Crimson Bound

He looked up then. A strand of his pale brown hair had fallen between his eyes—he didn’t wear it neatly curled like so many men of the court. It made him look more real, even now, when he was wearing the bland expression that she had learned was his armor.

 

“Because I was reading her diary last time I was at Chateau de Lune,” he said. “Right up until I met a forestborn and got a little bit distracted.”

 

“You went to Chateau de Lune and spent your time in the library?”

 

“Nearly every day,” said Armand. “I learned pretty quickly that memorizing my mother’s library hadn’t actually taught me how to act in a court, and all the lessons she gave me were twenty years old. La Fontaine was the only person who didn’t laugh at me.”

 

“And then you taught them all a lesson.”

 

His mouth quirked. “I really don’t think anyone at court has learned anything. Are you done being suspicious now, or do you want to search me for deadly weapons?”

 

“You are a weapon,” Rachelle muttered, remembering the adoration of the people at his audience and the growing resentment she saw in the streets of Rocamadour every day.

 

“True enough.” His voice had gone colorless; he looked down at the table. After a moment, he asked, “How is finding that door going to help you? Are you having trouble getting into the Forest on your own?”

 

“If I asked,” she said quietly and distinctly, “the Great Forest would open up to me this instant, and I could walk into it and have the forestborn finish making me into one of them.”

 

“Then are you trying to escape them?”

 

He looked up at her again. Sunlight dappled his face, catching at his cheekbones and glowing through his eyelashes. She couldn’t read his expression, but she almost thought he looked hopeful.

 

“Don’t imagine,” she said, “that I am anything so kind as you pretend to be.”

 

If he really was a saint, if he was fool enough to have hope, then she was going to destroy it. The kind of hope that saints had didn’t exist, and she wanted to ruin him. She wanted to drag him into darkness and crush and rend and break him, until all the hope went out of his eyes and there was nothing, nothing, nothing left for anyone to hope.

 

The air was sweet and cold on her skin. Like the air in the Great Forest.

 

She turned away abruptly. “Keep reading,” she said, and strode toward the other end of the library. Her joints felt slick and shaky. The hunger for destruction was gone, but she felt hollowed out in its absence.

 

It was the hunger for the Great Forest. The hunger to become one of the forestborn. The hunger to become more and infinitely more like the Devourer, until there was nothing left in her that remembered being human.

 

Someday she would lose herself to it. She had always known this. She had mostly stopped fearing it. But now she was almost sick with fear, because she couldn’t lose herself when she was so close, when she finally had a chance to fight the Devourer and win.

 

Her fingernails dug into her palms. I won’t, she thought. I won’t.

 

She was at the door now. She leaned her head against the carved wood and sighed.

 

Somebody drew a breath from the other side of the door.

 

She didn’t think. She flung the door open—felt it bang against the person—and lunged out into the hallway, drawing her sword. But the door blocked her view for a crucial moment, so she only caught a glimpse of somebody tall—probably a man—dodging into a side passage.

 

She nearly ran after him, but she couldn’t very well leave Armand behind.

 

Armand. She whirled around, half expecting to see him surrounded by armed men, but he was still sitting at the table, looking up at her curiously.

 

“What was that?” he asked.

 

“Somebody standing outside the door to listen.” Rachelle grabbed the lamp off the table and starting inspecting the library.
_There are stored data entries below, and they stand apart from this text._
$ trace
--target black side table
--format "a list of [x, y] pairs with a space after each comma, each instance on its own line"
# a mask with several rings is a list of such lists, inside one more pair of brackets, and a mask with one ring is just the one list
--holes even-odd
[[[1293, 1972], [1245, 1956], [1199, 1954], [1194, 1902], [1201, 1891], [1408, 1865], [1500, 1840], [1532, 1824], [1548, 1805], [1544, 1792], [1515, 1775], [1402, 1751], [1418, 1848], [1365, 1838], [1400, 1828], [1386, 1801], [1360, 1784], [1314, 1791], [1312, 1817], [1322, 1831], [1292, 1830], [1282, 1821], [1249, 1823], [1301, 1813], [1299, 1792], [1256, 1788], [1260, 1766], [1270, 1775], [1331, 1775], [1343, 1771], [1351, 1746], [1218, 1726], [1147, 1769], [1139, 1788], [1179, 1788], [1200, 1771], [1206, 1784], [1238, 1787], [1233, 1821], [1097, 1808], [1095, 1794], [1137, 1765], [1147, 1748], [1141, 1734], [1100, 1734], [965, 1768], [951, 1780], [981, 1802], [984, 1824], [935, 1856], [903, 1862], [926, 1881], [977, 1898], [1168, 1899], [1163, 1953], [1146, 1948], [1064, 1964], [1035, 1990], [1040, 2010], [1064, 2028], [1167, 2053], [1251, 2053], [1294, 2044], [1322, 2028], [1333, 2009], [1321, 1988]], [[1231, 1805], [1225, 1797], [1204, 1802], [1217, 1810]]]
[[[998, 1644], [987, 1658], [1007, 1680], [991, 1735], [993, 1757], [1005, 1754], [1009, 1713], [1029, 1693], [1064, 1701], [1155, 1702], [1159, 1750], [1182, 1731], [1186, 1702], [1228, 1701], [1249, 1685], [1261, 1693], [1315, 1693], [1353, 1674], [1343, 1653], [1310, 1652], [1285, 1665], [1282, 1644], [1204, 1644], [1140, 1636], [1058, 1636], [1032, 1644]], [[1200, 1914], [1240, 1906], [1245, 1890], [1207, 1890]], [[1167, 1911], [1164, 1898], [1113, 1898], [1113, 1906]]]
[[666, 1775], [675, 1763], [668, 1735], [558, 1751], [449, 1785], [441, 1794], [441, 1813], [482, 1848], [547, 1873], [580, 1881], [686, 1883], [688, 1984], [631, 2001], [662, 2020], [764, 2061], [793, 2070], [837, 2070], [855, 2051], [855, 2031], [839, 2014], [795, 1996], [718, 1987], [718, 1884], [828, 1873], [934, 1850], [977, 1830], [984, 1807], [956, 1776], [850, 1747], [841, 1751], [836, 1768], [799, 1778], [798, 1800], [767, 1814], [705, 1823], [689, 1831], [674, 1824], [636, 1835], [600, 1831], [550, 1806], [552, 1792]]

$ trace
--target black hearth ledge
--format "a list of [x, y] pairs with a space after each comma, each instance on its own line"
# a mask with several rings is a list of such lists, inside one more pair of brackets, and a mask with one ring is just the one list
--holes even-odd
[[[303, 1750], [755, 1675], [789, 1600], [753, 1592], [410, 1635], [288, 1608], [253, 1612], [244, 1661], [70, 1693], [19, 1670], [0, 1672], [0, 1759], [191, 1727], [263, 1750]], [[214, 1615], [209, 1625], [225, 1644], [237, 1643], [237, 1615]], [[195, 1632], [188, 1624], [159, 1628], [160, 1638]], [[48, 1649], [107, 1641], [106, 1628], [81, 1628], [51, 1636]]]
Her back prickled, but nobody was hiding in the shadows among the shelves.

 

“Oh.” Armand shrugged and looked back at the book. “Probably an assassin, or somebody who wanted to kiss my feet.” He sounded bored.

 

Rachelle reached the opposite side of the library and swept open the door on that end. Nobody there either.

 

“Have there been a lot of them?” she asked.

 

He didn’t look up. “You saw the crowd at my audience.”

 

“Assassins, I mean.”

 

“Five attempts. No, six, counting yesterday. My cousin Vincent really doesn’t like me.”

 

“How do you know he’s the one?” asked Rachelle. “Maybe it’s Raoul Courtavel.”

 

Armand’s mouth tightened; when he spoke again, his voice was sharp and precise. “You know quite well it can’t be Raoul.”

 

“Why not?” Rachelle asked curiously. She hadn’t expected him to be so offended.

 

He stared at her for a moment. “Raoul is the only child of the royal house who’s never hated me,” he said. “Before or after. He would never do that to me. And I would never do anything to hurt him. That’s why Vincent wants me dead. He knows that if the King died without naming an heir, I’d throw my support behind Raoul. And unlike the King, Vincent is too shortsighted to realize that killing me would cause riots.”